See something rather strange about this binary. We see it was statically linked and there is no section header. Without going into too much detail, executable and linkable format (ELF) is a standard file format for executables, object files, and others. This format consists of the ELF header, followed by a program header or section header, or both. A section header points to different sections in an ELF file. If you're interested you can read more about it here: https://man7.org/linux/man-pages/man5/elf.5.html. The section header isn't necessary to run the program so despite not having any sections, we can still run the binary. Unfortunately, this binary seems to have been corrupted when uploaded to the crackmes.one website thus if we try to run our binary we will get a segmentation fault. That's ok though. We will still be able to solve this challenge. Let's go ahead and run strings on this binary to see if we can find out any additional information.

Output of running the strings on the binary
Output of running the strings on the binary

We see some ascii strings but it appears some of the strings were cut off. For example, tolower appears to be missing the "r." This is somewhat consistent among the other strings. We also see something interesting at the very first line "UPX!" A quick Google search shows us that UPX is an executable packer.

UPX Google Search Results
UPX Google Search Results

Simply put, a packer is a way of compressing executable files. The packer will compress the executable and at runtime the executable decompresses the code and executes it. You'll often see packed binaries when dealing with malware but legitimate software vendors have reasons to pack binaries as well. Or a devious crackme author πŸ˜‰. Since we know the packer used to compress the binary, we can easily unpack it. If you don't have UPX installed you can install it with the following command:

sudo apt install upx-ucl -y

Now that we have UPX installed, let's decompress our binary by running UPX ZED-Crackme-x64.bin -o unpacked_ZED. This will decompress the binary and store the uncompressed binary in "unpacked_ZED." Let's run file on our unpacked binary and see if there were any significant changes.
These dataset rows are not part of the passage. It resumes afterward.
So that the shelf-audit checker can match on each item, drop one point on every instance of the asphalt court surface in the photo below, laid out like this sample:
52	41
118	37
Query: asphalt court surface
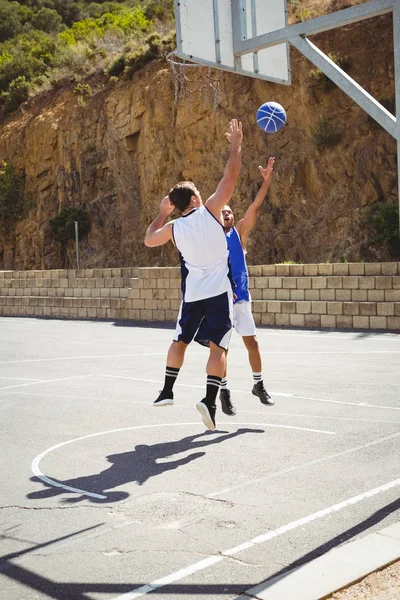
105	497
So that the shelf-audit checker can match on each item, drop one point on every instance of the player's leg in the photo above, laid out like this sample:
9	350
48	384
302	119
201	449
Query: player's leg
224	392
255	361
217	328
188	322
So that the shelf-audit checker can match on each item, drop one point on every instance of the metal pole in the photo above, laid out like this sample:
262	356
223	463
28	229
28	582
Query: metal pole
396	48
77	244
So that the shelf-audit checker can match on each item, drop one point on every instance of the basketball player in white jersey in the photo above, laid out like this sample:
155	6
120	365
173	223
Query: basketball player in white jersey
243	321
206	287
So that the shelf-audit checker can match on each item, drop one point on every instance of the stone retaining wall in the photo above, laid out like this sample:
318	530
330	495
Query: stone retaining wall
348	295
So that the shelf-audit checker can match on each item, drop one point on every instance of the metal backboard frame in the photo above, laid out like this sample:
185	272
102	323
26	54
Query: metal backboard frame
244	44
204	32
297	36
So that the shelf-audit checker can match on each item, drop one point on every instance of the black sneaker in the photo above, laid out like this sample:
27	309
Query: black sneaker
164	399
207	414
226	404
260	391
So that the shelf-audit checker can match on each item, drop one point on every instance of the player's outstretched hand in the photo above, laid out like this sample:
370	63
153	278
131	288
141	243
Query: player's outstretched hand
269	168
235	133
166	207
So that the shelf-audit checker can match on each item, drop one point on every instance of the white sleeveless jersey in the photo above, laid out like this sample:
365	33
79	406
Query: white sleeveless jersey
201	241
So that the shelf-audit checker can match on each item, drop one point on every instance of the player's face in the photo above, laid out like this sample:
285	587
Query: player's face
196	201
228	218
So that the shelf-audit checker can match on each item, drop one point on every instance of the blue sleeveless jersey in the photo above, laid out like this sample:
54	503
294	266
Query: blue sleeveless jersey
238	266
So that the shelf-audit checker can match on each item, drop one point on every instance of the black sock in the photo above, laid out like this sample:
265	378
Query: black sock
213	385
170	377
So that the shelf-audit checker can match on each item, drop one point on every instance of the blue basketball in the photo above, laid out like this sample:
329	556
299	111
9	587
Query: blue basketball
271	117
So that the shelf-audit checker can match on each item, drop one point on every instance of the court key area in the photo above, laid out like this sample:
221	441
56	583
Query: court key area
105	497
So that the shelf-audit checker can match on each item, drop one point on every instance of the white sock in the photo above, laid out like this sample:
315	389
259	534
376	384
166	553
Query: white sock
257	377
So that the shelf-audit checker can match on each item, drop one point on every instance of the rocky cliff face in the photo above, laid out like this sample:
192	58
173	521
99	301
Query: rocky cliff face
120	153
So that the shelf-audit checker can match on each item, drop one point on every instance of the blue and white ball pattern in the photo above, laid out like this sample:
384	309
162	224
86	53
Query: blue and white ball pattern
271	117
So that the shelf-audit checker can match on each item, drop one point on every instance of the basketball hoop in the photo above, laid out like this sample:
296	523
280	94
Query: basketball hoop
189	83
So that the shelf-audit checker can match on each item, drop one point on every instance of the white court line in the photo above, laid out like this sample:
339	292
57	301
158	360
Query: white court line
11	362
291	396
359	404
352	336
338	351
306	464
9	387
36	461
21	379
212	560
185	407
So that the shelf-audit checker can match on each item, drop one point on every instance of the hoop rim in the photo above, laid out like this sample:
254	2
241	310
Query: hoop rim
185	63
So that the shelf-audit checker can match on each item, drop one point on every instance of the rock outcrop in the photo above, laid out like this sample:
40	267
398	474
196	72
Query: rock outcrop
119	154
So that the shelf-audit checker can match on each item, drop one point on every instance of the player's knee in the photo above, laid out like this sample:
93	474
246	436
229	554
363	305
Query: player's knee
251	342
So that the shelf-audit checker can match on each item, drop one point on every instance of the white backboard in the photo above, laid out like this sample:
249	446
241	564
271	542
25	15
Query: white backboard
204	32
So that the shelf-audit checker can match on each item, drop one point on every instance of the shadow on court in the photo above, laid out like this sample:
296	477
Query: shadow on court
79	591
138	465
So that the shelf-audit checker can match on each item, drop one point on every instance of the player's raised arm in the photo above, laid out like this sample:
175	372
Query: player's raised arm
158	233
224	191
249	220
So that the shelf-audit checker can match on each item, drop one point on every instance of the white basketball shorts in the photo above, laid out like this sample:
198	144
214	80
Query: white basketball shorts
243	321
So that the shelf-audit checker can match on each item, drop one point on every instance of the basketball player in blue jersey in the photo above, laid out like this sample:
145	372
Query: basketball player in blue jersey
206	287
243	321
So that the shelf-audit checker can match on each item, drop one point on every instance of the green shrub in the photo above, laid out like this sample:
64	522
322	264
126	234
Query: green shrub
63	225
13	200
10	24
137	59
47	19
381	220
318	79
159	9
117	66
325	133
16	94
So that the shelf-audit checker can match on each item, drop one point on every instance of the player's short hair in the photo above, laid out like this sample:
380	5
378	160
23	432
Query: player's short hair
181	194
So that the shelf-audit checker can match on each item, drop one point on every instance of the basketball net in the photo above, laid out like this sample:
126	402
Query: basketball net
193	81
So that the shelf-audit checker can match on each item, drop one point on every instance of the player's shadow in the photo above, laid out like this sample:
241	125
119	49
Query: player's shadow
138	466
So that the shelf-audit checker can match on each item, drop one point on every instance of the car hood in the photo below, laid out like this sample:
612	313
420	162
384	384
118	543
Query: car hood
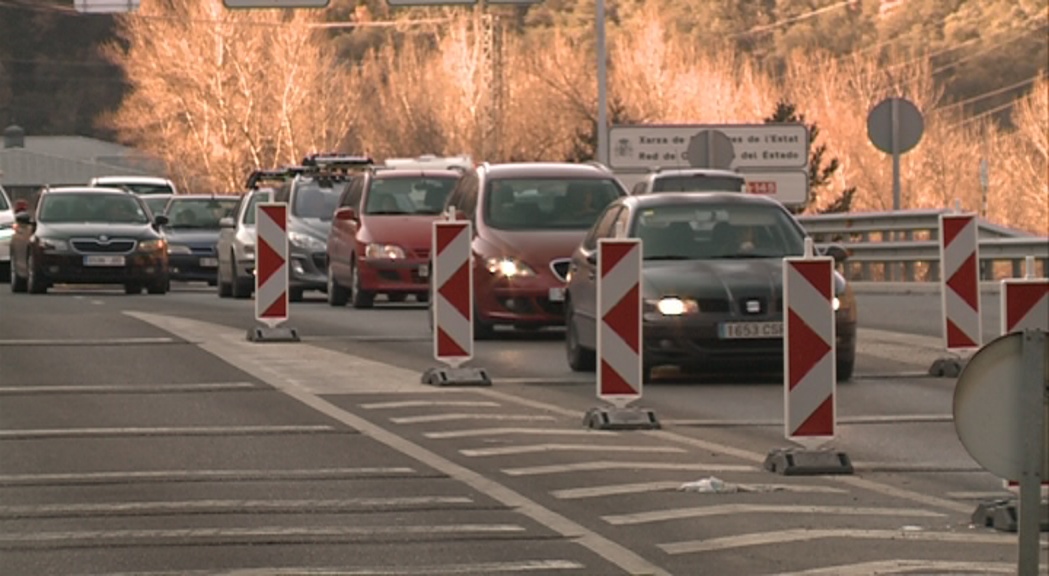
534	247
413	232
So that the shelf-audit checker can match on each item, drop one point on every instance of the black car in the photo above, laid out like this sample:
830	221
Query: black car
192	234
89	236
711	282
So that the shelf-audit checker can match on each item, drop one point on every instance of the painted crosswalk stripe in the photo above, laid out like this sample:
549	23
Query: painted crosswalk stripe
724	510
428	403
522	431
616	465
451	418
165	431
508	450
226	506
798	535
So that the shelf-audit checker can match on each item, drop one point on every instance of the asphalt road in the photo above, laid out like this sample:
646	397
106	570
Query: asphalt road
144	434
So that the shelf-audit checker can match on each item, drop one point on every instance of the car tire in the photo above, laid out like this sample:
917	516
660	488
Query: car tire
358	297
580	358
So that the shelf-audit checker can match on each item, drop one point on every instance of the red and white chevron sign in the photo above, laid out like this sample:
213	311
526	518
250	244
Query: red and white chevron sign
453	292
809	355
1025	304
960	281
619	379
271	262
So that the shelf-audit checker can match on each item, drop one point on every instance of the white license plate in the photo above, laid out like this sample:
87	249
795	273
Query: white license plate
99	260
737	331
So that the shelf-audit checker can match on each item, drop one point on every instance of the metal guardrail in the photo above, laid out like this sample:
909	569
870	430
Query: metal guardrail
904	246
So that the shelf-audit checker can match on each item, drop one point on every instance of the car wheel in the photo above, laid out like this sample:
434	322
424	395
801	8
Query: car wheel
359	298
580	358
338	295
35	283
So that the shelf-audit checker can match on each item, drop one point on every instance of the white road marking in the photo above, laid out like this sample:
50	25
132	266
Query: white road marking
724	510
612	490
525	431
201	475
163	431
799	535
450	418
429	403
187	507
507	450
435	570
133	388
609	465
229	346
907	567
86	342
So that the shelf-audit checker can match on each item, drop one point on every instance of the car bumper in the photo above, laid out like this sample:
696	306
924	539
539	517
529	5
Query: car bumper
69	269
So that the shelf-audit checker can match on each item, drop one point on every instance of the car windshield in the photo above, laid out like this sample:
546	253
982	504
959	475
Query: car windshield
199	213
91	208
698	232
312	200
699	183
548	204
401	195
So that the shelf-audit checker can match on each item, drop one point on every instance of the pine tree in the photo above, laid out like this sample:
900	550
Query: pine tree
819	175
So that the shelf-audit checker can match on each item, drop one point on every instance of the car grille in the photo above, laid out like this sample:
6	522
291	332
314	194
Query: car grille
560	268
110	247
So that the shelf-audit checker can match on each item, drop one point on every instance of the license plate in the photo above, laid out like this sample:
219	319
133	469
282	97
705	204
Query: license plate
98	260
737	331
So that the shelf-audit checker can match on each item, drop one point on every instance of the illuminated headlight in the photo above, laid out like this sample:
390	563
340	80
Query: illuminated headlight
508	268
388	252
305	240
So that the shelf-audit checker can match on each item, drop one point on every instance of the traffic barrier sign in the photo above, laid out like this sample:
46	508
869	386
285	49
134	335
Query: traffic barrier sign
271	274
809	367
452	307
619	337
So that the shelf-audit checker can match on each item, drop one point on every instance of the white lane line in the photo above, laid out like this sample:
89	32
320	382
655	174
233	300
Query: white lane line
163	431
724	510
507	450
609	465
197	536
451	418
907	567
202	475
429	403
188	507
612	490
86	341
801	535
435	570
523	431
133	388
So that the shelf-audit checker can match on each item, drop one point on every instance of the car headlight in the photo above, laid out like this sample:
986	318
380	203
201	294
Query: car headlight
305	241
379	252
509	268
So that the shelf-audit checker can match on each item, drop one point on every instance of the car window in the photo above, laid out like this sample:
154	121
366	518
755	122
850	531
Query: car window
690	231
547	204
422	195
201	213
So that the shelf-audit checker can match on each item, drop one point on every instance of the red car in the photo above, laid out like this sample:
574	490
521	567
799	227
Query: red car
528	220
380	238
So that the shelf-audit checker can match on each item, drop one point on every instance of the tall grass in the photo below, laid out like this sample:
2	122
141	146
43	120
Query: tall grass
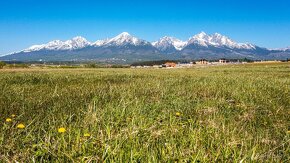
230	113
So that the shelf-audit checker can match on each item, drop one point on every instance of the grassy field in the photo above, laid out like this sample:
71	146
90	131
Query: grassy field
211	114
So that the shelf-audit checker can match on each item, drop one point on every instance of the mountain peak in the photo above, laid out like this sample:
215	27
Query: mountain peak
125	39
167	43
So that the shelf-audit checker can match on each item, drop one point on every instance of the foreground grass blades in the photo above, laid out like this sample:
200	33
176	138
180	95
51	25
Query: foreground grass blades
230	113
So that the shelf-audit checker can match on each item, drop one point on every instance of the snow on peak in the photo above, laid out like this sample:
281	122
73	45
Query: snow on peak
168	42
217	40
125	39
75	43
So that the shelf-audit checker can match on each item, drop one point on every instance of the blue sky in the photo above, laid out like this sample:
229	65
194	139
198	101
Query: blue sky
27	22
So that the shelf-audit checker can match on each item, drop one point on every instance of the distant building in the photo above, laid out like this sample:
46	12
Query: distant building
202	62
223	60
169	64
185	64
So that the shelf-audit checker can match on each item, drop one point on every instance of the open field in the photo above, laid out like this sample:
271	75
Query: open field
227	113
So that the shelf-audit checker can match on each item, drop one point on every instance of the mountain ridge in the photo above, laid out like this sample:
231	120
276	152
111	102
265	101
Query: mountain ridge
127	47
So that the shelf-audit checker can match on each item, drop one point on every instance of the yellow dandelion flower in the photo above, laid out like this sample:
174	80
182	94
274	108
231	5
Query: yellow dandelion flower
21	126
61	130
87	135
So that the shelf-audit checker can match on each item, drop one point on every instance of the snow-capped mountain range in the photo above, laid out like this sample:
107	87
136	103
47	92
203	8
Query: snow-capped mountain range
125	38
127	47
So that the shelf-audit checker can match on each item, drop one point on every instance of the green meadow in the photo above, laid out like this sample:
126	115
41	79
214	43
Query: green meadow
202	114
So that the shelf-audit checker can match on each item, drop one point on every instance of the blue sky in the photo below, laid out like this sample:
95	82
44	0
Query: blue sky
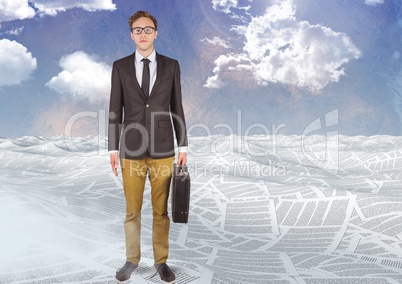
248	66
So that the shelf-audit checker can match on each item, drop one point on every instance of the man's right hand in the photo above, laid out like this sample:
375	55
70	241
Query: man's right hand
114	162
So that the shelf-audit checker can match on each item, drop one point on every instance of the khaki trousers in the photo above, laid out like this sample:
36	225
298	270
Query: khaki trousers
134	173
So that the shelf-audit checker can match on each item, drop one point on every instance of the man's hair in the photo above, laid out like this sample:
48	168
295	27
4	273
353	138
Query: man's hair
140	14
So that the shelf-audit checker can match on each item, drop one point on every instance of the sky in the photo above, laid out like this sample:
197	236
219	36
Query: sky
247	66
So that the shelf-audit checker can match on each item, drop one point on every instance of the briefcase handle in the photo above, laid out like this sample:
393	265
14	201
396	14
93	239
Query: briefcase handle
182	168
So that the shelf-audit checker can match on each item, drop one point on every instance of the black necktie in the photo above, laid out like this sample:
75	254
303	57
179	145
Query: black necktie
145	77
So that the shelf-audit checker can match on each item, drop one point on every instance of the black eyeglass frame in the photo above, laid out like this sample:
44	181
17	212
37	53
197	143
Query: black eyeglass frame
143	29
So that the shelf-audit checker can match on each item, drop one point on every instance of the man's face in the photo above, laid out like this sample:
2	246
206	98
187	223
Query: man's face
144	41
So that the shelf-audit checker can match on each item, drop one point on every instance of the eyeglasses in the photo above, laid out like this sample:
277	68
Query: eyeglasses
138	30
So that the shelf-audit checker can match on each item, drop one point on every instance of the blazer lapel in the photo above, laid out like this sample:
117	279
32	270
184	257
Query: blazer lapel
133	74
160	65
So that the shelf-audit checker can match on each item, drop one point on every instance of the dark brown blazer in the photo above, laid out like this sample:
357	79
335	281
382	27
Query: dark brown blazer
144	126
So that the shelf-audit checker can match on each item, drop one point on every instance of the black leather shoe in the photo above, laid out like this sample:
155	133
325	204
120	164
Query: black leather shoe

Running file on unpacked ZED's Crackme
Running file on unpacked ZED's Crackme

Look how different our binary looks now! We see it was dynamically linked and it wasn't stripped! Let's go ahead and look at the symbols with the nm command.

Output of the nm command on our unpacked binary
Output of the nm command on our unpacked binary

We see a bunch of things in there. It's a tad bit overwhelming if you ask me. There are lots of functions that sound interesting: checkSerial, compare, cryptSerial, and obfuscation. The other functions might be interesting to us but since our goal is to find the serial we should focus on functions that will most likely lead us in that direction. Additionally, we see the ptrace function is used. ptrace is an anti-debugging measure that programmers use to stop people like us from debugging their programs. There are two ways I know to get around this: one is to patch that part of the code that runs this function. Since the author said we cannot patch this is not a viable option. The other option uses a debugger believe it or not. Yes, we can use a debugger to bypass this anti-debugging measure πŸ˜‚. I'll show you how to do that later but for now let's continue our triage by running strings on our unpacked binary:

Output of strings on unpacked binary
Output of strings on unpacked binary

This is much better right? We see a message that we only saw parts of before: "This is a top secret text message" Additionally, we see what looks like a prompt and some success/error messages. Additionally, we see that he checks whether we are running the binary on VMware! Spoiler alert, for some reason this check actually doesn't work. It's not the fault of the author but just a quirk of checking for this type of thing. In any case, we now have a better idea of what the binary is doing. Further, we have an unpacked binary to analyze. So, let's open this up on IDA shall we?

Static Analysis in IDA

When you open it up in IDA you should see this:

Main Function in IDA First Part
Main Function in IDA First Part

We see the main function has two arguments. I know this because we see the edi and rsi registers being loaded into two variables var_A4 and var_B0. Since we know these arguments are argc and argv respectively, we can rename these variables accordingly. After we store argc and argv we see something we haven't seen before mov rax, fs:28h. This is a stack canary (also referred to as stack cookies) that aims to prevent stack-based buffer overflows. You can read more about them here: https://en.wikipedia.org/wiki/Buffer_overflow_protection. We then see canary get stored in a variable var_8 so we can rename this variable to stack_cookie. We see the prompt that we saw earlier that gets printed to the screen and then we see something pretty interesting. Beginning at address 0x13BA, we see hex characters get stored in a series of variables. Because we can only deal with 8 bytes at a time, the variable assignment is split into multiple assignments. var_30 , var_28, var_20, var_18, var_10, and var_E are all the same variable. I'm not sure how to get IDA to display them as a single variable but this isn't necessary. Let's go ahead and rename var_30 to secret_message. It will be come apparent why I'm choosing this name in a second. Since these are hex values we can easily translate them to alphanumeric text. However, we have to remember that we are dealing with a little-endian CPU. This simply means that things get stored in reverse order. So, the string "Hello, World", would be stored as "dlorW ,olleH". Of course this would be in hexadecimal format but I think this is easier to see. So what we have to do is reverse the hex characters first, starting from 0x2165, reverse them and convert those characters to alphanumeric characters. You can copy the bytes by clicking on the characters and pressing Ctrl+C. Then paste them somewhere. You'll have to remove the "h" at the end of each hex string. I used Python to reverse the strings although I'm 99.99% sure there's an easier way to do this.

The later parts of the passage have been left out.